Acheter des livres rares dans le but de les détruire, c’est bien le projet de certaines entreprises d’intelligence artificielle. Au programme, scanner les livres page après page, pour entraîner des modèles d’IA.
Le découpage de chaque page ne détruit que la couverture, donc la question est : une fois reliés, sont-ils remis en circulation ?
Si tel n’est pas le cas alors c’est très grave et pourrait rappeler les pires heures de l’histoire.
Le titre va nettement plus loin que les faits :
Anthropic a bien acheté des millions de livres, fait découper leurs reliures, scanner les pages puis recycler les originaux. En revanche, parler des « géants de l’IA » est abusif : Clubic reconnaît lui-même qu’aucune preuve ne confirme cette pratique chez les autres entreprises.
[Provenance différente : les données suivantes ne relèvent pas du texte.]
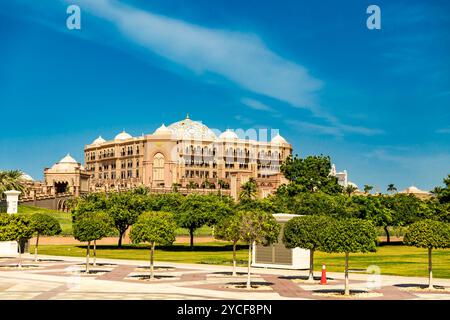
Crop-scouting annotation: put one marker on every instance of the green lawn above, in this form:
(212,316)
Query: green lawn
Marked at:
(392,259)
(64,218)
(207,253)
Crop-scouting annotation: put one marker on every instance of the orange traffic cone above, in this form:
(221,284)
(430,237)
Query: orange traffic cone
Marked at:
(323,279)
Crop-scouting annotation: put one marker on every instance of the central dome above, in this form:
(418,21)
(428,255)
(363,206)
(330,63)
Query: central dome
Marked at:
(188,129)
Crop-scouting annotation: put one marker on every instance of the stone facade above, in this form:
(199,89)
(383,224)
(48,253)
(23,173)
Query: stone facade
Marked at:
(185,154)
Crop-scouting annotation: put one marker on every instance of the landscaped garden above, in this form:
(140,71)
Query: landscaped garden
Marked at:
(392,259)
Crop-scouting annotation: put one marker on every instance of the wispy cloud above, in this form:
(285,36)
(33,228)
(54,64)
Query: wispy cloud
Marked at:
(255,104)
(443,130)
(336,129)
(239,57)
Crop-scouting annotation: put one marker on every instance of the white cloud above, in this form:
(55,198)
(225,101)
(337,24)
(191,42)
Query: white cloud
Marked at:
(239,57)
(443,130)
(255,104)
(336,129)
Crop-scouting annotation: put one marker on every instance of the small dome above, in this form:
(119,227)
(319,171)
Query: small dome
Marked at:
(26,177)
(189,129)
(278,139)
(353,185)
(162,130)
(68,159)
(228,134)
(123,136)
(98,141)
(413,190)
(65,164)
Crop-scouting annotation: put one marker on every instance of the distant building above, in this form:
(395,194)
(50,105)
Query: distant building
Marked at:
(186,153)
(416,191)
(66,176)
(342,177)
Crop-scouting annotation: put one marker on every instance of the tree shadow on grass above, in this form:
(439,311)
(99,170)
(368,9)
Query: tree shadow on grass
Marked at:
(147,277)
(156,267)
(303,278)
(174,248)
(419,286)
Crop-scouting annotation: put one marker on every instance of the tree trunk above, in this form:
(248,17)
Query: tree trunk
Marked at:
(35,248)
(430,270)
(191,234)
(347,289)
(95,253)
(388,237)
(249,265)
(152,254)
(119,244)
(19,265)
(234,258)
(87,256)
(311,265)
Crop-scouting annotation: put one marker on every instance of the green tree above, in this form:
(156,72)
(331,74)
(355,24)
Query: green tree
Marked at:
(443,193)
(350,189)
(192,185)
(92,226)
(350,236)
(196,211)
(430,235)
(376,209)
(11,180)
(391,188)
(44,225)
(223,184)
(229,229)
(407,209)
(19,229)
(156,228)
(249,190)
(307,232)
(309,175)
(169,202)
(319,203)
(124,208)
(257,227)
(367,188)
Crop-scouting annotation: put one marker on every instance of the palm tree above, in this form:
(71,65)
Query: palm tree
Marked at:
(248,190)
(192,185)
(391,188)
(11,180)
(367,188)
(350,189)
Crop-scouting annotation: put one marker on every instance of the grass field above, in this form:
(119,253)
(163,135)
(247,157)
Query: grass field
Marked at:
(206,253)
(391,259)
(65,220)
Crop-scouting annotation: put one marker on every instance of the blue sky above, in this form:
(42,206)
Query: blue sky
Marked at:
(376,101)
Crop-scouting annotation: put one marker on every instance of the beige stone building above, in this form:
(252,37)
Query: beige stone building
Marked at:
(186,154)
(66,176)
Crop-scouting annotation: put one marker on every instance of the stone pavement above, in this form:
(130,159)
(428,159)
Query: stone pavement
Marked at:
(60,278)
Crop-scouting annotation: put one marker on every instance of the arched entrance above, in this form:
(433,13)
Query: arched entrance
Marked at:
(61,187)
(158,170)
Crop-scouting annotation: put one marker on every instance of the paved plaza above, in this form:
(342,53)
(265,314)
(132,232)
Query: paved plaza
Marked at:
(56,278)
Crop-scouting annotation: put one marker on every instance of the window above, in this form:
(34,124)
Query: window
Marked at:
(158,167)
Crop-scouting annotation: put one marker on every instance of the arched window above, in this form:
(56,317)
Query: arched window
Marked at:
(158,167)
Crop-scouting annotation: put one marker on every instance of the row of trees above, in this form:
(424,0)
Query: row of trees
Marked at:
(350,235)
(21,228)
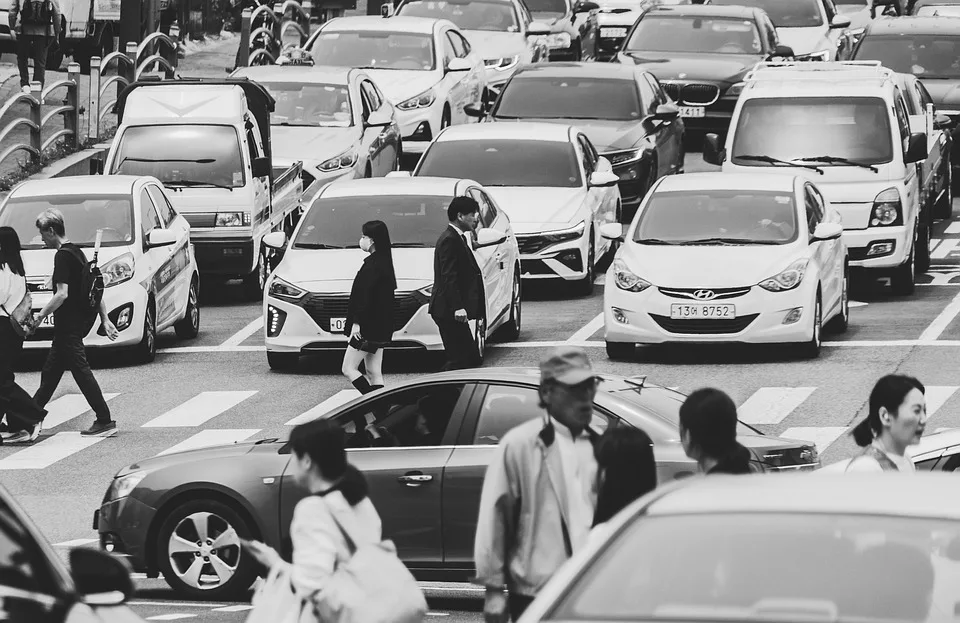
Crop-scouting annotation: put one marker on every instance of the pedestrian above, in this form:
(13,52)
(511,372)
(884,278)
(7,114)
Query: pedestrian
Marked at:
(708,433)
(626,470)
(539,491)
(72,322)
(36,25)
(23,414)
(457,295)
(369,322)
(896,419)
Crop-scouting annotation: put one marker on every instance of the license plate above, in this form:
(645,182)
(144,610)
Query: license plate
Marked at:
(703,312)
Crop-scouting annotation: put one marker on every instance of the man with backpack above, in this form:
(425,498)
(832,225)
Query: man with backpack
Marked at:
(77,300)
(36,26)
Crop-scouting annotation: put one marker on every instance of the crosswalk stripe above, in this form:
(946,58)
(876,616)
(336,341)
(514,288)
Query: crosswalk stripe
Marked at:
(770,405)
(202,407)
(342,397)
(49,451)
(212,437)
(65,408)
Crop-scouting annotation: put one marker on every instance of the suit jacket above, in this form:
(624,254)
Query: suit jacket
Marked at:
(457,280)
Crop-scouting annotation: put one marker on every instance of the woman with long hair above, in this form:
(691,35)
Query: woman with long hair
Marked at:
(23,414)
(369,322)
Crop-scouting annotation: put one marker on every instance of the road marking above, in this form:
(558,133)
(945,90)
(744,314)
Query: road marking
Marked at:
(941,322)
(202,407)
(49,451)
(65,408)
(342,397)
(238,338)
(588,329)
(212,437)
(770,405)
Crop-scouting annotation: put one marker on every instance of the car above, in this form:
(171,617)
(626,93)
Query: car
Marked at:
(150,275)
(501,31)
(623,111)
(426,68)
(725,257)
(811,28)
(333,119)
(308,294)
(700,54)
(701,550)
(557,205)
(439,432)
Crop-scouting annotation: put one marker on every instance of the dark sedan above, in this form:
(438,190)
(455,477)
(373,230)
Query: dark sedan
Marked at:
(700,54)
(622,110)
(183,514)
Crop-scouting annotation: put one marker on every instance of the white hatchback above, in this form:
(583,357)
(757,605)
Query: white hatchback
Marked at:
(720,257)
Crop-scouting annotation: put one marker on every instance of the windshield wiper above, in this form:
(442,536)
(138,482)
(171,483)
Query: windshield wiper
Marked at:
(772,160)
(836,160)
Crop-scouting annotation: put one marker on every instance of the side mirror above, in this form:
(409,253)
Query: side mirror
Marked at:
(488,237)
(101,579)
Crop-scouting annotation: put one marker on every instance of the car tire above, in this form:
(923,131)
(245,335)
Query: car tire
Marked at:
(182,526)
(189,327)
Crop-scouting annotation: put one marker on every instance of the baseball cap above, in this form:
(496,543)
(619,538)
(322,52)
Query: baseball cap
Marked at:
(568,365)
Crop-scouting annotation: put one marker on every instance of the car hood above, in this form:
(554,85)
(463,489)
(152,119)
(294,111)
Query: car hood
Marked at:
(537,209)
(728,68)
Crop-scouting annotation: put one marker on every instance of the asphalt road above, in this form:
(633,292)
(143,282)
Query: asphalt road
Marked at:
(60,484)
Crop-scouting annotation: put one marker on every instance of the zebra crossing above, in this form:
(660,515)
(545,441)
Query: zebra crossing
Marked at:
(768,408)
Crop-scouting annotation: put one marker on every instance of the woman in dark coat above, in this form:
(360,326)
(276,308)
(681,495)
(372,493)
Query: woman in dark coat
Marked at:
(369,321)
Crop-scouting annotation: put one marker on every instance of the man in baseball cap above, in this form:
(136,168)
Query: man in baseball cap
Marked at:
(539,492)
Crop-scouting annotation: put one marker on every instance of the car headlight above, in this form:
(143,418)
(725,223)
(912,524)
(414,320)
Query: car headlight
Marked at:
(788,279)
(122,486)
(284,290)
(423,100)
(626,279)
(118,270)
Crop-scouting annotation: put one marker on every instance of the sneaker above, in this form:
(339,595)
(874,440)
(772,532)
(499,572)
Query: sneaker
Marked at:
(100,429)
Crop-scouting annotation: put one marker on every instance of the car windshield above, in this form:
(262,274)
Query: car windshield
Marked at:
(570,98)
(718,217)
(375,49)
(83,215)
(798,128)
(717,567)
(213,158)
(310,105)
(784,13)
(925,56)
(702,35)
(504,162)
(335,222)
(466,14)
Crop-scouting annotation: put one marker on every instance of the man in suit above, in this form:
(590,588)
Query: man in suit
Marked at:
(457,294)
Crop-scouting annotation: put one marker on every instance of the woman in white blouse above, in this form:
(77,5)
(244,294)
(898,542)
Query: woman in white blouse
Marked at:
(896,419)
(336,502)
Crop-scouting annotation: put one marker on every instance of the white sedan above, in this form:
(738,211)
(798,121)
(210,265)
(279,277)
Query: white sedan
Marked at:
(308,293)
(549,178)
(424,66)
(720,257)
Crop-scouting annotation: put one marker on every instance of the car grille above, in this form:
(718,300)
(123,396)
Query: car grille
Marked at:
(704,327)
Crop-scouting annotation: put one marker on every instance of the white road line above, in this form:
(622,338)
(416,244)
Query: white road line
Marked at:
(65,408)
(342,397)
(588,329)
(770,405)
(202,407)
(941,322)
(820,436)
(237,338)
(49,451)
(212,437)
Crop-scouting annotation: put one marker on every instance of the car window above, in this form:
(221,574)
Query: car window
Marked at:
(414,417)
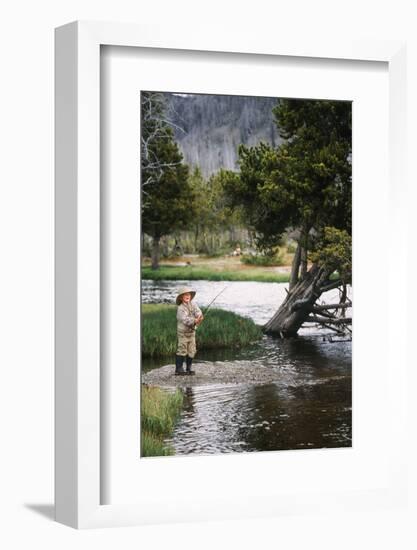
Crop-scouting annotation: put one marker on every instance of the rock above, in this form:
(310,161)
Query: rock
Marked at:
(211,373)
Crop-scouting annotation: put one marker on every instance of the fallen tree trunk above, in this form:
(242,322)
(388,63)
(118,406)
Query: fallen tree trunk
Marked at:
(300,306)
(297,304)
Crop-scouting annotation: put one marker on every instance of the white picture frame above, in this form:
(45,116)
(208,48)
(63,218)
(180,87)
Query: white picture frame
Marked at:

Même problème avec les « livres rares » : les documents parlent notamment d’ouvrages « less common », mais ne prouvent pas que des exemplaires rares ou uniques aient été détruits.
Autre raccourci : le document d’octobre 2024 établit que des millions de livres avaient été achetés, pas nécessairement déjà numérisés et détruits.
Et surtout, l’article oublie presque le contexte juridique essentiel : le juge a considéré la conversion destructive des exemplaires légalement achetés comme du fair use, contrairement aux plus de 7 millions de livres piratés par Anthropic.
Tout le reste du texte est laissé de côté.